Allowing agents access to players
Some rules can’t be enforced, and prohibiting contact with agents is one of them. There is just no way to keep an agent from talking to a collegiate athlete or his family. If an agent wants to hand a sack of cash to the uncle of an SEC quarterback, there is no way to keep that from happening, so the NCAA might as well try to work with agents to build a system that operates in the best interest of fairness for the schools and guides potential pro athletes toward success.
Allowing athletes to profit from their images
There is an impossible to refute argument that allowing athletes to cash in on their fame through the sale of autographs will provide boosters the loophole needed to make $100 handshakes legal, but that doesn’t make right a rule restricting the ability of an athlete to profit from his likeness.
The annual rights forfeiture that athletes must sign in order to participate in NCAA sanctioned events strong arms adults into a relationship unlike any in America. The school can sell jerseys bearing the athlete’s likeness, booster clubs can auction autographed items, and the school can profit from video games using players names and attributes. The kids get nothing in addition to the education they are already receiving as compensation for their participation.
Many worry about the Title IX issues involved with paying athletes, but let’s flip it around. Non-revenue athletes get the same scholarship benefits as those in football and men’s basketball, but without ever being forced to deny themselves access to their own marketability. The argument in favor of equanimity should work both ways.
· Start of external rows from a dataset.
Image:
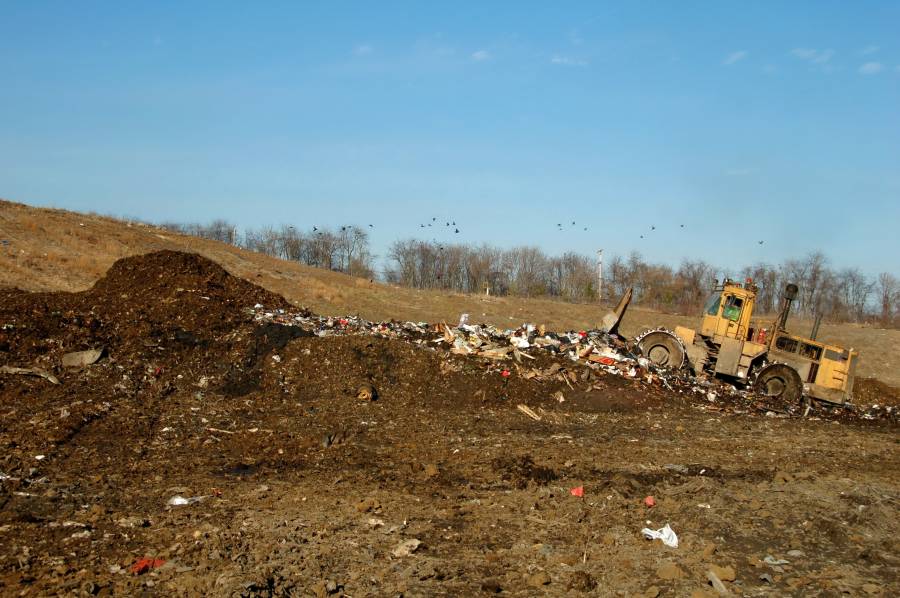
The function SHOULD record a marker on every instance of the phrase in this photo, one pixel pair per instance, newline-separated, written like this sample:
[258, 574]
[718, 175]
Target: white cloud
[871, 68]
[812, 55]
[870, 49]
[567, 61]
[735, 57]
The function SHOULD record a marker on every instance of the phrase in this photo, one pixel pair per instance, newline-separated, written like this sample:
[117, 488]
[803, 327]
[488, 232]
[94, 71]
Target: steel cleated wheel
[662, 348]
[780, 381]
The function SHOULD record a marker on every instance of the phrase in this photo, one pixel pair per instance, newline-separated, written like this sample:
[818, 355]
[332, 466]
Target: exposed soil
[301, 488]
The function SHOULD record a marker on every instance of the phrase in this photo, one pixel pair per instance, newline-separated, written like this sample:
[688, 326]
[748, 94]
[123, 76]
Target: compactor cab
[730, 344]
[728, 311]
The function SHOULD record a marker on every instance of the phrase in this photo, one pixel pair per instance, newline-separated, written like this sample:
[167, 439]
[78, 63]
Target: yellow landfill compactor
[775, 362]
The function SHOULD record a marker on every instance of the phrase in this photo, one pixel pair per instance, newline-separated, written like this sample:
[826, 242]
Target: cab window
[732, 309]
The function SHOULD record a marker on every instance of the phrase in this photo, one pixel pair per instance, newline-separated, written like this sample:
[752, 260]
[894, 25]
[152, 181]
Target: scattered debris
[666, 534]
[528, 411]
[145, 564]
[177, 501]
[6, 369]
[406, 548]
[366, 392]
[80, 359]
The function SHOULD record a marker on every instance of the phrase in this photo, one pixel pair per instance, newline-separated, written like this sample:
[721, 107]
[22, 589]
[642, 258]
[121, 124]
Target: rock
[717, 584]
[541, 578]
[491, 586]
[782, 477]
[723, 573]
[368, 504]
[669, 570]
[366, 392]
[80, 359]
[581, 581]
[406, 548]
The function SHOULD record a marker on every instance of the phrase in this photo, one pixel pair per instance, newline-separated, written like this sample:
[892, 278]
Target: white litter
[666, 534]
[177, 501]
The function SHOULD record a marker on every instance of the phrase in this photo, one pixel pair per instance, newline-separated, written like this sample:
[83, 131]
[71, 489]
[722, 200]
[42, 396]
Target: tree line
[845, 294]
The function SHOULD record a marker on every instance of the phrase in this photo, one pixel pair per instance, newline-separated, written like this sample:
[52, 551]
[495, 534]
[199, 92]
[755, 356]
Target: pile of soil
[296, 486]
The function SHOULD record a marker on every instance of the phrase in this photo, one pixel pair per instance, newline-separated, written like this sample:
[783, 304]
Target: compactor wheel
[662, 348]
[780, 381]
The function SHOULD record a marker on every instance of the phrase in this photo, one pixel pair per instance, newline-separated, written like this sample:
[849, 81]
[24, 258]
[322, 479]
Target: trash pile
[529, 344]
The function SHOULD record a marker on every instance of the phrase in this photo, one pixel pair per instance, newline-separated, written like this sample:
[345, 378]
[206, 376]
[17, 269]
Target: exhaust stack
[790, 293]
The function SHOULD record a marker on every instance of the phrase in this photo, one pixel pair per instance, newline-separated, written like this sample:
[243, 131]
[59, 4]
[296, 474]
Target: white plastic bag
[666, 534]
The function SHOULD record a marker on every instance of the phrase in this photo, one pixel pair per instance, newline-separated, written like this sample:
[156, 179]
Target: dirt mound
[142, 303]
[209, 452]
[870, 391]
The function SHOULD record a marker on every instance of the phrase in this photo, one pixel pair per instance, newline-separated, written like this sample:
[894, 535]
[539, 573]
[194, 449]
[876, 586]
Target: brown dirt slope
[56, 250]
[300, 488]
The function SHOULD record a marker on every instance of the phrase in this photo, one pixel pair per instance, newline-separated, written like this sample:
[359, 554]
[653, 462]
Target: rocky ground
[439, 486]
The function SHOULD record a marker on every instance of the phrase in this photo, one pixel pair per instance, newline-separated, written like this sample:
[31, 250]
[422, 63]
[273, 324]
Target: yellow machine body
[826, 370]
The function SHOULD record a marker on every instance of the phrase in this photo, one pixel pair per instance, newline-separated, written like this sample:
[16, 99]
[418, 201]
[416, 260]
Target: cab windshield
[712, 304]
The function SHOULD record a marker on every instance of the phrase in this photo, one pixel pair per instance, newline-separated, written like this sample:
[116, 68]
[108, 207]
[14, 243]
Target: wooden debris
[80, 359]
[528, 411]
[6, 369]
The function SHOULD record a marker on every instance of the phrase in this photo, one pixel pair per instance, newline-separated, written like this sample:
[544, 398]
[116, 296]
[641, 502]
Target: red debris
[145, 564]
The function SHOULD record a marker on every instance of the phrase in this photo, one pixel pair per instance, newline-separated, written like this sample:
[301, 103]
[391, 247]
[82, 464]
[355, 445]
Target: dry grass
[56, 250]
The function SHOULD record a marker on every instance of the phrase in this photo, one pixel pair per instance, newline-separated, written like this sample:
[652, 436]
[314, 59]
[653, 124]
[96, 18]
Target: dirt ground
[441, 486]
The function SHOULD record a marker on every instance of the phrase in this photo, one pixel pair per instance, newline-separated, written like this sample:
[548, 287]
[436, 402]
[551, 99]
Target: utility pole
[600, 276]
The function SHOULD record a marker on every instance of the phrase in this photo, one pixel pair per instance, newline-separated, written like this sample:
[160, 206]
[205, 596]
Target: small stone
[669, 570]
[782, 477]
[368, 504]
[541, 578]
[581, 581]
[723, 573]
[406, 548]
[491, 586]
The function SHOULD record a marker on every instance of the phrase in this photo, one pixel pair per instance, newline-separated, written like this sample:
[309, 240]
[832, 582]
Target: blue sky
[743, 121]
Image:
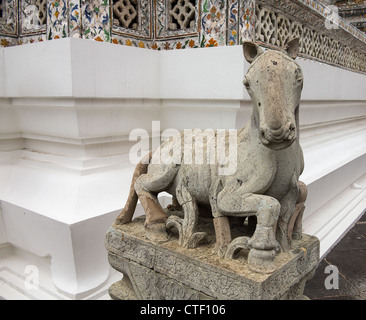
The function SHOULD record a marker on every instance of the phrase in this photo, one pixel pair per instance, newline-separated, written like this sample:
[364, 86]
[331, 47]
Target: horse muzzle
[278, 138]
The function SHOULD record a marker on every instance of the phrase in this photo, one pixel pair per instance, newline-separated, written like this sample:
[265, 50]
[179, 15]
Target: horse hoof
[261, 261]
[235, 245]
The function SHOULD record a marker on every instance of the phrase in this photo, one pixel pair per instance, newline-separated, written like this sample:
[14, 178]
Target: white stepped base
[15, 283]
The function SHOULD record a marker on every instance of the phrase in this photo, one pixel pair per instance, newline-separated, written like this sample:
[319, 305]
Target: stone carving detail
[255, 188]
[274, 29]
[182, 14]
[125, 13]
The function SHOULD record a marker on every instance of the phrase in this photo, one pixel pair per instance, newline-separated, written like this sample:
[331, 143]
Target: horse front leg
[263, 242]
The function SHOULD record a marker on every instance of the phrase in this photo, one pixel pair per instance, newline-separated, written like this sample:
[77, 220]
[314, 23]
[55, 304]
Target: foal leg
[263, 241]
[147, 186]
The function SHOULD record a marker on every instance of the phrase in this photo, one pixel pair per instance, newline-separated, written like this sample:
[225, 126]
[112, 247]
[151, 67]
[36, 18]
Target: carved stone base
[157, 268]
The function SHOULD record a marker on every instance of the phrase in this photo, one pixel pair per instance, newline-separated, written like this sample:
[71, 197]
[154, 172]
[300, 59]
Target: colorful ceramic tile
[141, 26]
[33, 16]
[96, 20]
[74, 19]
[213, 23]
[233, 22]
[247, 20]
[9, 18]
[57, 23]
[166, 24]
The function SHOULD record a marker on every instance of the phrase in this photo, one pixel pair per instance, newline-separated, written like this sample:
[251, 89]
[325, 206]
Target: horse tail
[129, 209]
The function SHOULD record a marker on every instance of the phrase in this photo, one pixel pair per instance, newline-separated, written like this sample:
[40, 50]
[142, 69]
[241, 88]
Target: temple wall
[68, 106]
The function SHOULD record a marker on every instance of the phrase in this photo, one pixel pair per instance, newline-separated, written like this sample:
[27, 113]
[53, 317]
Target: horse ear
[292, 47]
[251, 51]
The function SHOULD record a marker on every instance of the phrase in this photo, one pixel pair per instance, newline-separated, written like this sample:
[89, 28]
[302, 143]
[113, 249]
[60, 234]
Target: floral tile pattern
[57, 24]
[96, 22]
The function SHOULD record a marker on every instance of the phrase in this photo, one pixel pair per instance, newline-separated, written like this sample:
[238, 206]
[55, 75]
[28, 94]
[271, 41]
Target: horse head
[274, 82]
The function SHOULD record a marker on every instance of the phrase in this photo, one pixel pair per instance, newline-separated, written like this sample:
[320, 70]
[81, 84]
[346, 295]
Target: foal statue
[266, 181]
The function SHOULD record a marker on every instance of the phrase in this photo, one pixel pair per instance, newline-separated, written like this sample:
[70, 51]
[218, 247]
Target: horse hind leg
[147, 186]
[295, 225]
[263, 242]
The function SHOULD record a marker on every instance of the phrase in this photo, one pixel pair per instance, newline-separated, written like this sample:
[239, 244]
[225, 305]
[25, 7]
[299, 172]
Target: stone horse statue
[266, 182]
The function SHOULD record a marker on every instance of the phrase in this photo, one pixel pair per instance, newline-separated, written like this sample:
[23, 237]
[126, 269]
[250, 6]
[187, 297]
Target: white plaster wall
[64, 127]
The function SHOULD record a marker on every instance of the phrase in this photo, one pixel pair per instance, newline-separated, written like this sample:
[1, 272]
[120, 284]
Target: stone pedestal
[157, 267]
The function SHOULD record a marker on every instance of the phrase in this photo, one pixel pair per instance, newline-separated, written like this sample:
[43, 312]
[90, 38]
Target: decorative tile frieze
[96, 20]
[132, 18]
[213, 22]
[57, 25]
[9, 17]
[247, 19]
[274, 29]
[172, 20]
[75, 19]
[33, 16]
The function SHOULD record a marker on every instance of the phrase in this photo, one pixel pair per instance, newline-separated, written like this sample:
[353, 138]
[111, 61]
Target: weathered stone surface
[166, 270]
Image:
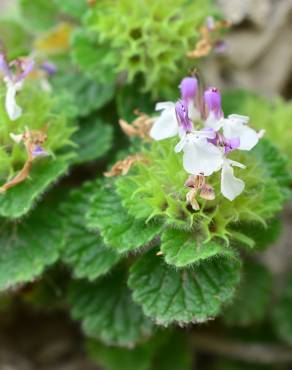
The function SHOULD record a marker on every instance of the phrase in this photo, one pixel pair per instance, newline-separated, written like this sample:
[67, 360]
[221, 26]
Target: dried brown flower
[32, 141]
[140, 127]
[209, 39]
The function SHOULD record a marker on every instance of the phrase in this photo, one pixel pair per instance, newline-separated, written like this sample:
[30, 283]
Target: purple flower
[4, 66]
[181, 111]
[49, 67]
[188, 88]
[212, 99]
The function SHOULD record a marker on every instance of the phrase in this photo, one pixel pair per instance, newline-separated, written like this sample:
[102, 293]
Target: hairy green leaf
[87, 94]
[94, 140]
[18, 200]
[107, 311]
[27, 248]
[84, 251]
[282, 312]
[38, 15]
[74, 8]
[166, 350]
[94, 59]
[183, 296]
[181, 248]
[118, 229]
[15, 38]
[252, 298]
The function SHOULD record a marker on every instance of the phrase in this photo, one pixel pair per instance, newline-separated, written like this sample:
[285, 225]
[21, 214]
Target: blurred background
[259, 58]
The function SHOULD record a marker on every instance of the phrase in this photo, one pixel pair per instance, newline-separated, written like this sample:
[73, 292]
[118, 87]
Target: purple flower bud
[231, 144]
[212, 99]
[188, 88]
[49, 67]
[38, 151]
[181, 111]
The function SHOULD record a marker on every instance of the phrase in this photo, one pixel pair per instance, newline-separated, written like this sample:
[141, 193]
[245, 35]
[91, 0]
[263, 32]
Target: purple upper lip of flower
[188, 88]
[25, 66]
[181, 110]
[212, 99]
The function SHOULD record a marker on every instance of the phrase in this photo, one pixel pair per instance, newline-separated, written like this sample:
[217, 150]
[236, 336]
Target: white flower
[12, 109]
[166, 125]
[231, 186]
[235, 126]
[200, 156]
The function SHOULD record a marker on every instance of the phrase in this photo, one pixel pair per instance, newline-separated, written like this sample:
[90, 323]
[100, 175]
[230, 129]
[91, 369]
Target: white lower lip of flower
[231, 186]
[12, 109]
[201, 157]
[165, 126]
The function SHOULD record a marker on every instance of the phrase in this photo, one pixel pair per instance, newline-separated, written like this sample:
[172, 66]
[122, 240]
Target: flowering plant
[152, 241]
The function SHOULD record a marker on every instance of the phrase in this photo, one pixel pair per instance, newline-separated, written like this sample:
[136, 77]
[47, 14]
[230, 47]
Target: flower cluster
[14, 75]
[206, 136]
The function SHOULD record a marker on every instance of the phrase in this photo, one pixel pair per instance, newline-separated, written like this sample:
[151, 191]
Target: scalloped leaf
[29, 247]
[282, 312]
[183, 296]
[118, 229]
[107, 311]
[167, 350]
[88, 95]
[256, 235]
[253, 296]
[181, 248]
[84, 251]
[94, 140]
[18, 200]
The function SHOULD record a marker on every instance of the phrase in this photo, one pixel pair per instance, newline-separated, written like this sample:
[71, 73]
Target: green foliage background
[140, 271]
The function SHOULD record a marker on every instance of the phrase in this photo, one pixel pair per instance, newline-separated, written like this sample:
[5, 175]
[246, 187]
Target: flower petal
[12, 109]
[231, 186]
[166, 125]
[213, 122]
[201, 157]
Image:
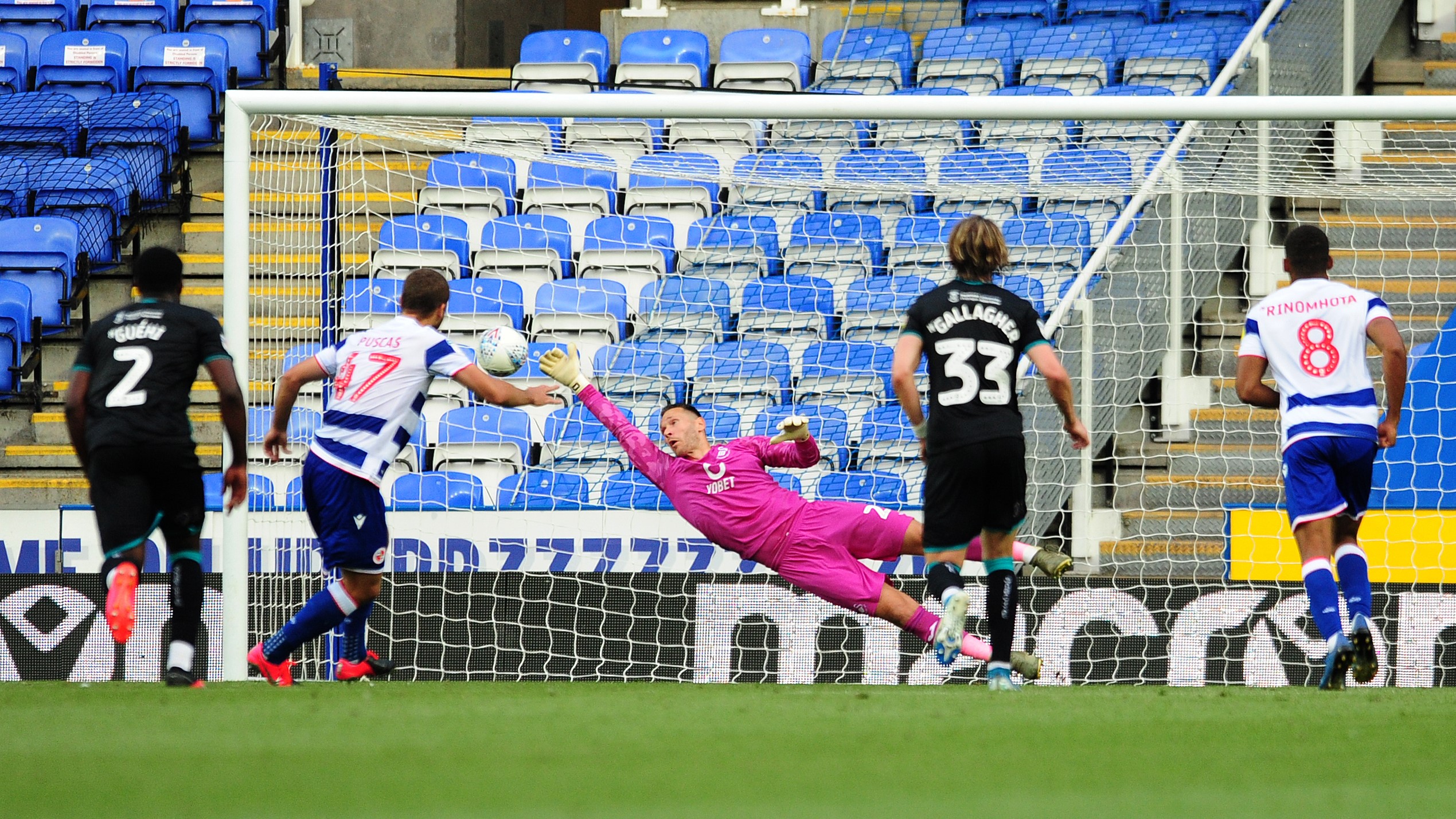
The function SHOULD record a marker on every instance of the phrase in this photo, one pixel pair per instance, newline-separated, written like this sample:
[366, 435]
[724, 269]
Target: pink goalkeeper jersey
[728, 496]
Why shouldn’t Johnny Manziel be able to fill a trust to which he would have access after leaving Texas A&M with cash from selling his likeness? That doesn’t prohibit A&M women’s tennis player Anna Mamalat from doing the same thing. Let the market determine value.
A separate division for members of the five major conferences
The 65 schools that belong to the Big Ten, SEC, ACC, Big 12, and Pac 12 are tired of being shouted down by the other nearly 300 schools who also belong to the NCAA’s top division. They have different needs and challenges, but are unable to legislate to those needs because the smaller schools vote as a bloc to retain as much power and wealth as possible.
This is an economic no-brainer because the alternative is the major conference schools resigning from the NCAA, and forming their own oversight organization. The smaller schools can either agree to a smaller piece of the pie, or watch the entire pie walk out the door.
It might be better for everyone if an entirely new organization is founded to address the needs of the major conference schools, but no one seems ready to pull the pin on that grenade.
Administrators like slow and steady change, so the likelihood is that nothing wacky will be adopted in San Diego. Steps will be taken to continue the glacial evolution of college athletics toward logic and reason. Human beings will be paid cash for their work. Advice will be available for potential professionals. Human beings will be able to accept compensation in ways available to every other American. And the chasm in the needs of major university teams and the rest will be acknowledged.
It’s going to take time, but the NCAA doing the right things will be worth the wait.